1) IBM originally brought out Visual Age for Java to combat JBuilder, and when it was rewritten in Java it became Eclipse. The IBM Java and WebSphere products were the real fight for Java against Sun, and the GUI was not a particularly important part of the battle. NetBeans wasn't originally Sun and Oracle actually badged JBuilder and rewrote it into JDeveloper. It was at that point that the Swing decision was made by Oracle. Oracle and IBM have both been active members of all the community processes inside and outside of JCP, including collaborating on the SCA/SDO standards that are so important for ESBs. BEA were just moving away from WebLogic Workshop to Eclipse when Oracle bought them, and that is the heritage of the Oracle Enterprise Pack for Eclipse. I would expect Oracle to keep around JDeveloper because of its investment in ADF and JDeveloper, and Eclipse because of the community involvement. If they also do NetBeans then that is fine, but they need to keep both the Oracle and BEA customers happy - who were a bigger user base than Sun - and poach from IBM.

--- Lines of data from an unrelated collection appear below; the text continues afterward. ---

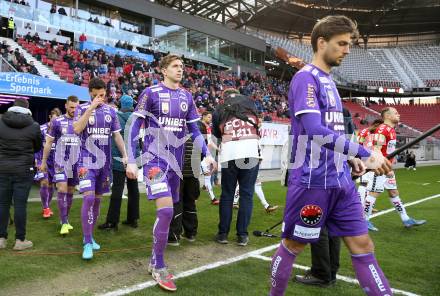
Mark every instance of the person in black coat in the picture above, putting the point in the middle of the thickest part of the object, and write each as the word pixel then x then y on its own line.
pixel 20 138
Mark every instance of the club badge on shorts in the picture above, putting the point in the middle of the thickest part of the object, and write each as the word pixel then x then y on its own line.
pixel 311 214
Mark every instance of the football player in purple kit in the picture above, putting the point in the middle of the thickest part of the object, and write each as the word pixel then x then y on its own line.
pixel 45 178
pixel 320 190
pixel 95 122
pixel 67 142
pixel 166 110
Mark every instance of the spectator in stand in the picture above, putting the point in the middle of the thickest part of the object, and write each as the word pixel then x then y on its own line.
pixel 82 38
pixel 62 11
pixel 20 138
pixel 32 69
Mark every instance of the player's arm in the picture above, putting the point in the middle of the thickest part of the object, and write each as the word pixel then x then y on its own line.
pixel 46 152
pixel 81 120
pixel 132 130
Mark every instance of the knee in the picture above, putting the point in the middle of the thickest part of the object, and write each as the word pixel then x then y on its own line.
pixel 165 213
pixel 293 246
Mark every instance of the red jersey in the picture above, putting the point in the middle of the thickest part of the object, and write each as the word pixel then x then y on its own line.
pixel 365 138
pixel 385 138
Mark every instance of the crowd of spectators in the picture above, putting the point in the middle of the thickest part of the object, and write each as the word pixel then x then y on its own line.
pixel 130 76
pixel 17 59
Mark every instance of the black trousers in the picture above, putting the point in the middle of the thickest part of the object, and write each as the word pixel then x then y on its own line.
pixel 114 208
pixel 14 188
pixel 185 211
pixel 325 256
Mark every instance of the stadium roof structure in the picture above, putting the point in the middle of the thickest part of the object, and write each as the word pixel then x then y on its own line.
pixel 297 17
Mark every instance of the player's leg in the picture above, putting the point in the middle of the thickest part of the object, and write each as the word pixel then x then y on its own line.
pixel 62 189
pixel 236 197
pixel 44 195
pixel 282 265
pixel 259 191
pixel 304 216
pixel 164 189
pixel 374 188
pixel 87 186
pixel 346 220
pixel 229 182
pixel 393 193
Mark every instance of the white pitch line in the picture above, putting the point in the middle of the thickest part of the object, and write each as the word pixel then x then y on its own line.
pixel 406 205
pixel 339 277
pixel 256 254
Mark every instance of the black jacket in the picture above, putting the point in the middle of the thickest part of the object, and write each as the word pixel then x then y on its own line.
pixel 20 138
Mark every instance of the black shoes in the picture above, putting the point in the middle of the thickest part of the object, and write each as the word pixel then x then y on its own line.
pixel 132 224
pixel 309 279
pixel 108 226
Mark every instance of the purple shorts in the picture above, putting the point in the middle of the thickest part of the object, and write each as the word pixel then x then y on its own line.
pixel 97 181
pixel 308 210
pixel 161 183
pixel 62 175
pixel 49 175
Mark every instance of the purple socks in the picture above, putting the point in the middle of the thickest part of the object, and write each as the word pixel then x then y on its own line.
pixel 69 202
pixel 370 276
pixel 160 236
pixel 281 269
pixel 62 206
pixel 87 217
pixel 44 195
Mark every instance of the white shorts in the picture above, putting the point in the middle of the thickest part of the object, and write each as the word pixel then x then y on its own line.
pixel 380 183
pixel 366 178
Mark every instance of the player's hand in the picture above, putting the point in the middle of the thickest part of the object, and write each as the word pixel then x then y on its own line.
pixel 97 101
pixel 378 163
pixel 131 171
pixel 210 163
pixel 358 168
pixel 43 167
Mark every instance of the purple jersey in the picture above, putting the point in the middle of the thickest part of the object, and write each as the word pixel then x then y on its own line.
pixel 313 91
pixel 96 137
pixel 67 142
pixel 39 154
pixel 169 111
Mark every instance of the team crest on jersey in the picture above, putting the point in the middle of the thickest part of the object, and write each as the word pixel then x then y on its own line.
pixel 165 106
pixel 331 97
pixel 311 214
pixel 92 120
pixel 184 106
pixel 82 173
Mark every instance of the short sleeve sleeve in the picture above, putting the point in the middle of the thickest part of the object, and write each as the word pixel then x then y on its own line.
pixel 116 126
pixel 143 103
pixel 192 115
pixel 303 94
pixel 53 129
pixel 78 113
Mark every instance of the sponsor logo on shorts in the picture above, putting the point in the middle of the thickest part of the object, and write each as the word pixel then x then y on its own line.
pixel 311 214
pixel 306 232
pixel 59 177
pixel 159 188
pixel 85 184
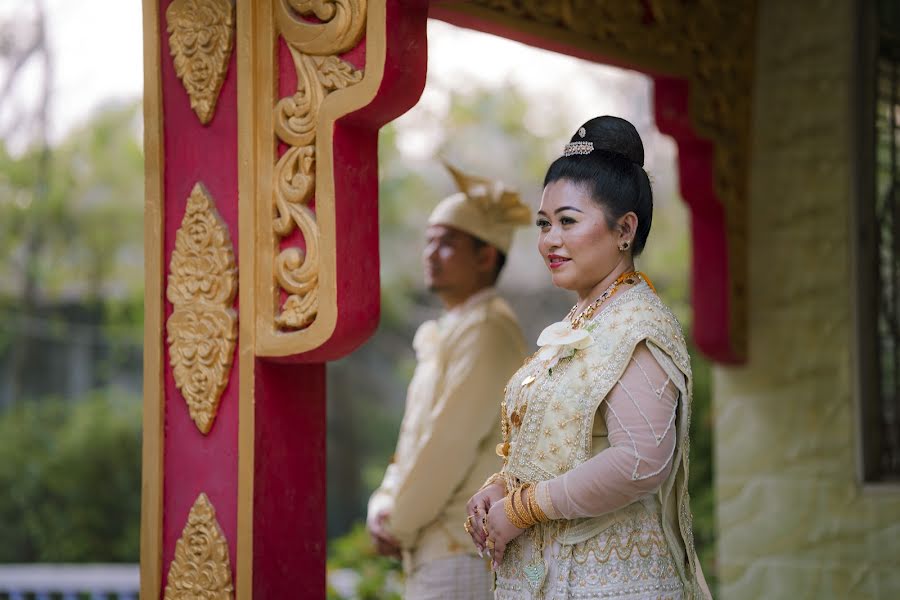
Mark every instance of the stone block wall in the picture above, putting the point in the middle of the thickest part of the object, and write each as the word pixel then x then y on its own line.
pixel 794 522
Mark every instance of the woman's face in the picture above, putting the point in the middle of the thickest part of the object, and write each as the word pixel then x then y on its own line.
pixel 577 244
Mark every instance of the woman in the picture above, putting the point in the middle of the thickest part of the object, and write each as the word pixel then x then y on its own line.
pixel 592 499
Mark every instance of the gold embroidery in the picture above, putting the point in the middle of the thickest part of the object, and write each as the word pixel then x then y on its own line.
pixel 202 329
pixel 201 36
pixel 201 568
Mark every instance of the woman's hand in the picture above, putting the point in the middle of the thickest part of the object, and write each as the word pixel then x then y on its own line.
pixel 500 531
pixel 477 511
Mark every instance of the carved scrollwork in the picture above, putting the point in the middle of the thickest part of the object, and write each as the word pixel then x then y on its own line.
pixel 201 37
pixel 201 568
pixel 314 48
pixel 202 329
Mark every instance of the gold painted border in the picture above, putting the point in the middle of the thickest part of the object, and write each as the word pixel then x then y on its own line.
pixel 154 400
pixel 255 48
pixel 269 340
pixel 257 68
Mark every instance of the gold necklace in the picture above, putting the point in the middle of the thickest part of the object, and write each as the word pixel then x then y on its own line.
pixel 588 312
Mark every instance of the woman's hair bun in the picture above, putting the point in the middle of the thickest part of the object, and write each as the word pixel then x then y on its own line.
pixel 612 134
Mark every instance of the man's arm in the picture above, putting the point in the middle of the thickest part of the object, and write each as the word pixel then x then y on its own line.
pixel 465 412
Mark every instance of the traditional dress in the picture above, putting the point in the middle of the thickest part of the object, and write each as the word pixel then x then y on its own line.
pixel 447 440
pixel 446 447
pixel 614 487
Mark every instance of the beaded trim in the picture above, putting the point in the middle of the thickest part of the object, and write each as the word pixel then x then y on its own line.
pixel 578 148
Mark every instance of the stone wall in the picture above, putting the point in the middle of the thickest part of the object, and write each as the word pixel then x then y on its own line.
pixel 794 523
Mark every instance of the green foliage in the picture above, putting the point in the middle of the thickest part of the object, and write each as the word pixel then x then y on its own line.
pixel 71 475
pixel 71 215
pixel 377 575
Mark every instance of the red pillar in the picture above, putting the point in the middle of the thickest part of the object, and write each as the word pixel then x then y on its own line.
pixel 234 471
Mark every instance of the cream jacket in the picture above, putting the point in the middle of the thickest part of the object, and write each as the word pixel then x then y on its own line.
pixel 447 442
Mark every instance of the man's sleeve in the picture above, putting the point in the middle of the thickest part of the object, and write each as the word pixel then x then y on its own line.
pixel 382 499
pixel 464 414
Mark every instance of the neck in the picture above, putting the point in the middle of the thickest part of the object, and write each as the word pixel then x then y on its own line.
pixel 451 300
pixel 589 294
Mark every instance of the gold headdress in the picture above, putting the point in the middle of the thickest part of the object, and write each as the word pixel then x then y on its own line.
pixel 483 208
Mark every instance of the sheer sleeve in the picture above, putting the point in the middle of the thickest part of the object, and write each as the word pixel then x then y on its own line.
pixel 640 415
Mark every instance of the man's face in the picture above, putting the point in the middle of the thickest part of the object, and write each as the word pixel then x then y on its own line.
pixel 452 260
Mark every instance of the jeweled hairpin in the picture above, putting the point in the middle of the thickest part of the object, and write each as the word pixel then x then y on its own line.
pixel 578 148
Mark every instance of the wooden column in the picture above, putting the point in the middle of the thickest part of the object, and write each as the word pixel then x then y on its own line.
pixel 261 121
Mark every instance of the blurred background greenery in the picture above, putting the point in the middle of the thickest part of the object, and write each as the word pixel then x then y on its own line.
pixel 71 288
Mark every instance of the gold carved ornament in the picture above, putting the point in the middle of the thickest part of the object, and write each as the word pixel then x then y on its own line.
pixel 314 47
pixel 201 569
pixel 707 42
pixel 202 329
pixel 201 37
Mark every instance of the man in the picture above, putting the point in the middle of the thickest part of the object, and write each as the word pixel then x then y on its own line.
pixel 450 429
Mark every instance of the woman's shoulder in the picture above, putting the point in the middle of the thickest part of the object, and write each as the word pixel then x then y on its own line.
pixel 639 315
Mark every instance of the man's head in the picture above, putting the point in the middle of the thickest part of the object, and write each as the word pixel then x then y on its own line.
pixel 458 264
pixel 468 236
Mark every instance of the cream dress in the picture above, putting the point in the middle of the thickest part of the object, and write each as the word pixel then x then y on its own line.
pixel 602 431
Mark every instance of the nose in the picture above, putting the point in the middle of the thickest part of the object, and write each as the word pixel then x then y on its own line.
pixel 552 239
pixel 429 251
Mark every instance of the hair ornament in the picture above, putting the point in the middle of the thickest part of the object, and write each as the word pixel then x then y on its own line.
pixel 573 148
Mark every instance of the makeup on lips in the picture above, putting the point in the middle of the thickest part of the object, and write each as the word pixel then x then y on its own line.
pixel 555 261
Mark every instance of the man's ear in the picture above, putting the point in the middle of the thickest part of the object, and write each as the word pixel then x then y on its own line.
pixel 487 258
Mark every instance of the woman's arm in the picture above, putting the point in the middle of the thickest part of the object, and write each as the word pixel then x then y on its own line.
pixel 640 415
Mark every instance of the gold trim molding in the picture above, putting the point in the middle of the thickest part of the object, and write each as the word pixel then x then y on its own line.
pixel 200 569
pixel 314 49
pixel 202 330
pixel 710 43
pixel 201 37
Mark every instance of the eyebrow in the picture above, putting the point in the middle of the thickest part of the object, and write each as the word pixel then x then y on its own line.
pixel 560 209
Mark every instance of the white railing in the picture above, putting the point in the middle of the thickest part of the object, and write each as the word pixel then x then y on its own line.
pixel 69 582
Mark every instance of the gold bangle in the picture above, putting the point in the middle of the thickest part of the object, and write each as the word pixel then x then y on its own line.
pixel 526 504
pixel 546 502
pixel 536 512
pixel 520 511
pixel 512 514
pixel 495 478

2) When Eclipse was written by the Object Technology Group inside IBM, including people like Erich Gamma, etc the aim was to make it faster and less resource hungry than Swing by using what is native to the platform. SWT is portable across anything that makes sense, including Motif, OS X, Windows, Linux. Nothing about it is tied to Windows. It looks like some Windows development not because of Windows, but because Windows, Mac OS and OSF Motif were designed to be similar in functionality to aid portability.
3) Its a case of horses for courses. I liked NetBeans, but in the end I moved between Eclipse and JDeveloper now depending on what I am doing. I code plugins for Eclipse, but not for JDeveloper as it tends to appeal to a different segment of developer. However, both tools are now very alike in usage due to the Oracle involvement in the Eclipse community.
So, I think this misses the point a bit when it talks about the SWT and Swing battle being important for Java. Oracle have bigger fish to fry in replacing the Sun Glassfish technology with Oracle WebLogic Server, and some of the JVM technology with that from JRockit.